Dr Frauke Jurgensen embarks on new project

Dr Frauke Jurgensen embarks on new project

Aberdeen academics will employ the techniques of DNA sequencing to look at how music has changed over the centuries.

They are part of an international team successful in securing a £100,000 grant from the Digging into Data project, which supports researchers using computational techniques to change the nature of humanities and social sciences research.

Dr Frauke Jurgensen, a lecturer in music at the University of Aberdeen, will lead the Aberdeen team, working alongside academics from Canada and the USA, to study changes in musical style from 1300 to 1900.

They will employ computational techniques, including those more commonly used in genetics research, to pinpoint transitions in musical style which could ultimately change the way in which we appreciate and perform music from this era.

Dr Jurgensen will focus on Renaissance music, analysing the changes in musical chords and melodic motions using advanced music information retrieval techniques.

She said: “As a singer I have a strong interest in music from a performance perspective, and if you are going to perform or even listen to music then you have to understand it.

“Modern audiences are not going to be familiar with much of the music we are looking at, since we subconsciously build up an understanding of the music we normally listen to.

“Much of the music we are investigating deserves to be performed, and we hope that by developing our understanding of the way it is constructed, we can help modern audiences and musicians to connect to it.”

Dr Jurgensen will use the digitised collections of several large music repositories, including the music of Palestrina and his contemporaries, to extract answers as to how the styles of the composers differ.
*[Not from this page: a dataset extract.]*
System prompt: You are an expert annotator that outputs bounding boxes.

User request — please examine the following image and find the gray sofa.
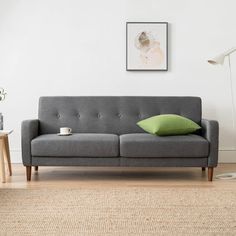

She will work with Professor George Coghill, Head of Computing Science at the University of Aberdeen and Dr Ian Knopke from the BBC, with Dr David Smith, Head of Music at the University of Aberdeen, acting in an advisory role.

“The collections we are looking at extend to thousands of pieces and if you were to attempt this kind of analysis by hand it would take many years.

“By using digitised data we are able to use pattern matching techniques similar to those in DNA sequencing to look at both similarities and differences in the music.

“We will be able to pinpoint the way in which a composer writes a piece of music that makes it different from another composer from the same period.

“This way of looking at music should help us to understand not only how this older music works, but also affects our understanding of newer music, which is underpinned by similar concepts.”